We can also print the results to see it more clearly.

np.set_printoptions(formatter={'float': lambda x: "{0:0.4f}".format(x)})
print('-----------------------------')
print('Analytic solution')
print('-----------------------------')
print('cv = {}'.format(cv))
print(' ')
print('-----------------------------')
print('Numeric solution')
print('-----------------------------')
print('cv = {}'.format(coptv))
print('-----------------------------')
-----------------------------
Analytic solution
-----------------------------
cv = [11.9343 11.4570 10.9987 10.5587 10.1364 9.7309 9.3417 8.9680
8.6093
 8.2649]

-----------------------------
Numeric solution
-----------------------------
cv = [11.9059 11.4470 11.0025 10.5717 10.1539 9.7486 9.3551 8.9730
8.6016
 8.2405]
-----------------------------

We can now see that the numerical solution is very close to the analytical solution we derived ‘by hand’ above. The optimal consumption path is decreasing. You start out eating a lot of cake and then gradually decrease your consumption. Still, you want to eat a bit of cake every period.

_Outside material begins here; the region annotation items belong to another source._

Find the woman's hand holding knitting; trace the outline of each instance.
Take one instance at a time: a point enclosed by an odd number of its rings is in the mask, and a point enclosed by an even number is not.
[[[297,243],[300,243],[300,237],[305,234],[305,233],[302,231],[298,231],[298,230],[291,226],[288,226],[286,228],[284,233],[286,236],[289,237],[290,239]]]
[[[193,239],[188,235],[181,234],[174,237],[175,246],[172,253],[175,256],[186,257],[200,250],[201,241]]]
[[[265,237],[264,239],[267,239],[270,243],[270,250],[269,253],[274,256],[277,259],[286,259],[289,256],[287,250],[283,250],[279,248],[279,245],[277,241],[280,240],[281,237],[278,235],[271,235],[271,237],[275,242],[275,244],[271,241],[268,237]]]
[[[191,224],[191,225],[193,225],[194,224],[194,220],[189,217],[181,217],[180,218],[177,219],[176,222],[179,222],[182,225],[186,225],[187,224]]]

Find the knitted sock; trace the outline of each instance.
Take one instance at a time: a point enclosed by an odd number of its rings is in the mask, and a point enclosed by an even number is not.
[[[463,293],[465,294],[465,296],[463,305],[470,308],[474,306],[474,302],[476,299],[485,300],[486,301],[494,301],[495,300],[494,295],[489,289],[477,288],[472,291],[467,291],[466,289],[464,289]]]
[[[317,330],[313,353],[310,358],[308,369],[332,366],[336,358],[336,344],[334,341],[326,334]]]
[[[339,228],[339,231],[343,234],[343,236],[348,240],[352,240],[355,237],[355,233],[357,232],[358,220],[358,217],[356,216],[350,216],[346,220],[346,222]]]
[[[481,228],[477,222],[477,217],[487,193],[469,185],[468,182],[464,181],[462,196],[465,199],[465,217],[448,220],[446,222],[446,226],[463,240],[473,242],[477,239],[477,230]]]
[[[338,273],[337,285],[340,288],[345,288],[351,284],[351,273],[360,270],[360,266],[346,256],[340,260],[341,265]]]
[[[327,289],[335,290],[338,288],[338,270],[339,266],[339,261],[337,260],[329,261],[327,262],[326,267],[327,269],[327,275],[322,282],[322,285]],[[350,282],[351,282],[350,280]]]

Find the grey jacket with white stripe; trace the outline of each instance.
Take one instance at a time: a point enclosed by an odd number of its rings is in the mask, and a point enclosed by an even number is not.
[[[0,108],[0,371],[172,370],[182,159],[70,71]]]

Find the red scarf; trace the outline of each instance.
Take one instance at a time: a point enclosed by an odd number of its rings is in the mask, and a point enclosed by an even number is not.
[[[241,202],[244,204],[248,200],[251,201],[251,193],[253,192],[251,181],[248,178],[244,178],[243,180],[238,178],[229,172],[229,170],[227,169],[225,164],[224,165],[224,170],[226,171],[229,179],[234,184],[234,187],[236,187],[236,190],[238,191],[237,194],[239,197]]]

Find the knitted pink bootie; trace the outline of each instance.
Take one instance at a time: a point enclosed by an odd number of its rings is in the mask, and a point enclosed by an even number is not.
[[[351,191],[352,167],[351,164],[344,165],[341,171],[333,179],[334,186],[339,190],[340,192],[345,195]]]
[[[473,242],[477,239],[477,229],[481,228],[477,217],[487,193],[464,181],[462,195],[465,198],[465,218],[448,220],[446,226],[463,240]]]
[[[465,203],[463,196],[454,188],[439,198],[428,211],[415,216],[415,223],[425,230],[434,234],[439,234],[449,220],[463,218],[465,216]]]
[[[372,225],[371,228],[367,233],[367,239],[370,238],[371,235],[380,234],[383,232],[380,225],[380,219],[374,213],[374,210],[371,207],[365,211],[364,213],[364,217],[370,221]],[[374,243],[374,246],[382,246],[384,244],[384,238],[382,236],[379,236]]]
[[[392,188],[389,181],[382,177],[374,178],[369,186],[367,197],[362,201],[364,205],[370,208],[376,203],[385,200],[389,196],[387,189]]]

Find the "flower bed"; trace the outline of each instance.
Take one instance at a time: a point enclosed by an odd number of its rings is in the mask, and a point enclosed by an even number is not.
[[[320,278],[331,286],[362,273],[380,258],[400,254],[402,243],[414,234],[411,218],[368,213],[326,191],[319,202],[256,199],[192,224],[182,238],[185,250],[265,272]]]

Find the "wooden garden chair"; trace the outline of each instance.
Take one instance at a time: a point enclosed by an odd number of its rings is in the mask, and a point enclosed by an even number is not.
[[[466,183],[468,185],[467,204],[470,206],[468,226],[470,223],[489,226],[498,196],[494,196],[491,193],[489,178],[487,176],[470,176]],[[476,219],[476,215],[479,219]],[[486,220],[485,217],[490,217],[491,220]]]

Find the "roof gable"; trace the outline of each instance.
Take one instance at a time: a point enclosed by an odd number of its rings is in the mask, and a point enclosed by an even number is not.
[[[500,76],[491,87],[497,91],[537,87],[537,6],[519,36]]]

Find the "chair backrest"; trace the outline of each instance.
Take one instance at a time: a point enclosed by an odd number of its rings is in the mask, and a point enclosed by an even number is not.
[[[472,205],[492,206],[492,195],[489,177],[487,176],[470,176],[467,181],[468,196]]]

Let us see whether we can increase the accuracy of the solution by allowing for more iterations and choosing a smaller optimization tolerance criteria.

T = 10
# Starting guesses for the optimal consumption vector
c0v = np.ones(T,float)*0.1

copt2v = optimize.fmin_slsqp(f_welf, c0v, f_eqcons = f_constr1, \
        iter=200, acc=1e-08)

print('--------------------------------------------------------')
print('Analytic solution: Default iterations and tolerance')
print('--------------------------------------------------------')
print('cv = {}'.format(coptv))
print(' ')
print('--------------------------------------------------------')
print('Analytic solution: More iterations and smaller tolerance')
print('cv = {}'.format(copt2v))
print(' ')
print('--------------------------------------------------------')
print('Analytic solution')
print('--------------------------------------------------------')
print('cv = {}'.format(cv))
Optimization terminated successfully    (Exit mode 0)
            Current function value: -19.351141900757867
            Iterations: 14
            Function evaluations: 154
            Gradient evaluations: 14
--------------------------------------------------------
Analytic solution: Default iterations and tolerance
--------------------------------------------------------
cv = [11.9059 11.4470 11.0025 10.5717 10.1539 9.7486 9.3551 8.9730
8.6016
 8.2405]

--------------------------------------------------------
Analytic solution: More iterations and smaller tolerance
cv = [11.9320 11.4575 11.0004 10.5604 10.1372 9.7305 9.3403 8.9663
8.6085
 8.2669]

--------------------------------------------------------
Analytic solution
--------------------------------------------------------
cv = [11.9343 11.4570 10.9987 10.5587 10.1364 9.7309 9.3417 8.9680
8.6093
 8.2649]

We can see that our numerical solution is now more accurate and much closer to the analytic solution.

Important

There is a trade off between accuracy and computational time. Here it is not an issue, but in bigger (large scale) optimization problems, computation time is often a factor.